Regime Change (Second Edition)

April 05, 2020

In previous posts, I began to describe the changes to my textbook on Formal Models of Domestic Politics, with a second edition planned for next year. Most of those changes involve new material: additional models and exercises, a new chapter on nondemocracy. There are, however, a handful of clarifications—small edits suggested by eagle-eyed students at UW and instructors using the textbook elsewhere, but also one big one in the chapter on regime change. A large portion of that chapter is devoted to the Acemoglu-Robinson model of regime change: an important theoretical framework in its own right, and also an opportunity to teach Markov games and the associated solution concept, Markov perfect equilibrium. Unfortunately, there was an error in the analysis, which nobody seemed to catch until Acemoglu and Robinson posted a correction in 2017.

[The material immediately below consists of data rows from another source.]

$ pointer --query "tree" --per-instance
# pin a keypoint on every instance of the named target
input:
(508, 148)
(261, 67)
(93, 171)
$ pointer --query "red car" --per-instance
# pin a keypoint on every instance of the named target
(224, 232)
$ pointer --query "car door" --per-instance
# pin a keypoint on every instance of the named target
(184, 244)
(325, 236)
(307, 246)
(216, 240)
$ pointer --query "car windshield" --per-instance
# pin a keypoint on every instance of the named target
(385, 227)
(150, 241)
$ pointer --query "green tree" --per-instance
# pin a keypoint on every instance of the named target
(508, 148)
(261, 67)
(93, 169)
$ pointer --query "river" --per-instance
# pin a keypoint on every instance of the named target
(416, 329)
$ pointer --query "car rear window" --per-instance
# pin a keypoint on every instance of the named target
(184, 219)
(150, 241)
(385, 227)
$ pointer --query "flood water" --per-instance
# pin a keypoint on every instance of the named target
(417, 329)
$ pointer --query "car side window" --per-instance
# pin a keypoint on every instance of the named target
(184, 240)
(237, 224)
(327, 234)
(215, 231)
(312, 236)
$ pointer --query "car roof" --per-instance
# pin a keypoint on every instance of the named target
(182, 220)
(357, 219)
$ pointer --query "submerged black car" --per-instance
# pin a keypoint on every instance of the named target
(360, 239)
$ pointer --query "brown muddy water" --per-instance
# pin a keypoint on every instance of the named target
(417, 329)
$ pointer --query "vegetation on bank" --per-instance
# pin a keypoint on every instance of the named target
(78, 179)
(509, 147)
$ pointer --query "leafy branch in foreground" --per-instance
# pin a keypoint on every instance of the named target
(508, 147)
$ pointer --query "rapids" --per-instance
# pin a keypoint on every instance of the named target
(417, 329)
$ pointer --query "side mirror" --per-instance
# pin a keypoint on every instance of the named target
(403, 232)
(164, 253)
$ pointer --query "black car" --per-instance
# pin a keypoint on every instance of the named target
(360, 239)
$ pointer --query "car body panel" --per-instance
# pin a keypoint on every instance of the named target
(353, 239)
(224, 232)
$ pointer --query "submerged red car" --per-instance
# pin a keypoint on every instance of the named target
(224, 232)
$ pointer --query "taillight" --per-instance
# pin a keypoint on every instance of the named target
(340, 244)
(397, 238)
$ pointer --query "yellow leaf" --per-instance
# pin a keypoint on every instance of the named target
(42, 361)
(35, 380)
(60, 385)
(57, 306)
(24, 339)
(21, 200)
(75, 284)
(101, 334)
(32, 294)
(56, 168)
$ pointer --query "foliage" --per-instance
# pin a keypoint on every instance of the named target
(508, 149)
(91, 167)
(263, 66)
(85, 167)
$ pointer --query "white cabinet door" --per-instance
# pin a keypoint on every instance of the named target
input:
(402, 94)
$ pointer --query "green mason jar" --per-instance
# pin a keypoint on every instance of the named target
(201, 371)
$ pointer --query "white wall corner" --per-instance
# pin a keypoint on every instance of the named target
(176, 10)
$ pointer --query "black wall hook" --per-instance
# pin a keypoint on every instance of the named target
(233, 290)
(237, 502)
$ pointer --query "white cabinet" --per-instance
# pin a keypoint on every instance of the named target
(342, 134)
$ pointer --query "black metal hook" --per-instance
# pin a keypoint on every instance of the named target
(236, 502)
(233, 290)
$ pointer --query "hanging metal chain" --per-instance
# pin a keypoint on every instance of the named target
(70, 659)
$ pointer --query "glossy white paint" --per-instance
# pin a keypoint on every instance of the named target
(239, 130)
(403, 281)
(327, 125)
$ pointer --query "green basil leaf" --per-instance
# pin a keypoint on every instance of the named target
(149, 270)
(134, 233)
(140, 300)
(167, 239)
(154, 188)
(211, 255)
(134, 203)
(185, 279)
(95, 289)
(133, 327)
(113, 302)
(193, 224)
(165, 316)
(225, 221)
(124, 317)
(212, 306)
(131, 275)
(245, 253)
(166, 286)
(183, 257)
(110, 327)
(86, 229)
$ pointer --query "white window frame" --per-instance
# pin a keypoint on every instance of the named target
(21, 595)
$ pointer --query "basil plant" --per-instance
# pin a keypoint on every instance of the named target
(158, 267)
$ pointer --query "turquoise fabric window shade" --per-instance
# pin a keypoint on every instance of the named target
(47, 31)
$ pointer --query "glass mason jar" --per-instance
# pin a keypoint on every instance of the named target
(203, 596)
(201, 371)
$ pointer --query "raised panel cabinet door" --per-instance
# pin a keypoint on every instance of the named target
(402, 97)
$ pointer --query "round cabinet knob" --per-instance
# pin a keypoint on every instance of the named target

I discussed this correction shortly after it first circulated. I wrote then:

Daron Acemoglu and Jim Robinson recently posted a correction to the key proposition in "Why Did the West Extend the Franchise? Democracy, Inequality, and Growth in Historical Perspective," the seminal paper in what has proven to be an enormously influential research enterprise. That proposition characterizes equilibrium in terms of the parameter q, which measures the probability of future unrest in an undemocratic regime. When q is large, then promises of future redistribution are fully credible and democratization is unnecessary, whereas when q is small the elite democratize to prevent revolution the first time that the poor pose a credible threat of unrest.

Those results still hold in the corrected proposition, but it turns out that for intermediate values of q, the unique equilibrium is in mixed strategies: the elite democratizes with probability strictly between zero and one, and revolution occurs on the equilibrium path. Technically, this correction is driven by a failure in the original analysis to check for all possible deviations. Substantively, the issue arises because institutional change in the Acemoglu-Robinson model is treated as a discrete choice: democratize/not. This discreteness implies that democratization, when it takes place, leaves the poor with strictly more than their payoff from revolution, thus creating scope for the deviation that Acemoglu and Robinson discuss in their correction.

The basic idea, as I wrote in a subsequent paper with Paul Castañeda Dower, Evgeny Finkel, and Steven Nafziger, is that

[O]ffering maximal redistribution whenever the poor pose a credible threat of unrest, holding constant the elite's equilibrium strategy to extend the franchise the first time that the poor subsequently have de facto political power…is profitable to the elite if the poor respond by not revolting. That this may be possible in principle follows from the fact that democratization only works as a commitment device when the value to the poor from democracy, in which distribution is maximal in every period, is greater than that from revolution. If the poor are sufficiently patient, maximal distribution in the current period, while deferring franchise expansion to the next time that the poor post a credible threat of unrest, is sufficient to prevent revolution.

As I also overlooked this, the main text and a couple of exercises in Formal Models of Domestic Politics required correction. Done. And making lemonade out of lemons, there is some pedagogic value in the revised discussion. In my experience, the one-deviation property is typically not learned on first exposure. What better way to illustrate its application than to walk through a deviation sufficiently subtle that it was missed for nearly twenty years?

What else? Well, the reason I knew about this correction is that Evgeny discovered it just as our article on "Collective Action and Representation in Autocracies" was going to press. In that paper, by way of setting up the empirical work, we generalize the Acemoglu-Robinson model to allow for a continuous institutional choice, which serendipitously—and instructively—sidesteps the issue discussed above. There is a brief discussion of that in the second edition of Formal Models of Domestic Politics. I also riff a bit on equilibrium multiplicity in "global games," building on work by Mehdi Shadmehr and Ethan Bueno de Mesquita, and I provide a couple of new exercises. But mostly the revisions to this chapter—in contrast to all other chapters in the text—are about fixing what was previously incorrect.